Il n’y avait plus que les annonces sur le parvis. Elles datent d’avant le confinement. Personne ne les a enlevées depuis. Peut-être, le prêtre est-il malade. En période de pandémie, c’est une profession à risques. Soignants des corps et des âmes, personnel médical et religieux, ils sont les premiers face à la mort. Mais les chrétiens, qui n’espèrent pas l’immortalité sur terre, n’ont pas oublié qu’il faut mourir. Ce n’est pas dire qu’ils en ont envie, mais ils préfèrent l’affronter, quand elle viendra, si possible debout.
Demain, ces soignants et ces prêtres qui sont morts les premiers, seront aussi les premiers pour la Résurrection.

RESURREXIT !

Cette nuit, après avoir écouté Crucifix, lisez, dans la prophétie d’Ézéchiel, de quelle manière extraordinaire l’Ancien Testament annonce le Nouveau :

Je ne connais pas d’autre texte où l’on assiste, comme si on était au cinéma, à la résurrection des morts, où on les voit redevenir vivants. Une qualité littéraire d’une telle puissance fait dresser les cheveux d’espérance la veille de Pâques.

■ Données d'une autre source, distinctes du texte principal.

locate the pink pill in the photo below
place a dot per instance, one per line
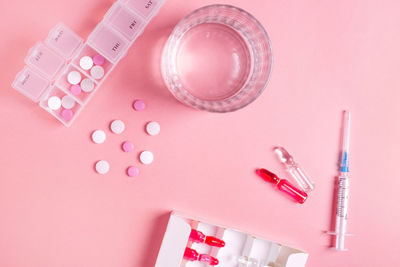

Demain, c’est la Résurrection du premier-né d’entre les morts.
Demain Marie-Madeleine trouve l’ange près du tombeau et le sépulcre vide.
Demain, le Christ est Ressuscité !
C’est la joie dans le monde.

Et le Campanin ? Et les cloches, demain ?

Les cloches vont carillonner à toute volée.
Dans le fond de nos cœurs.

Ci-dessus : quand les cloches de Pâques carillonnaient pour les fidèles.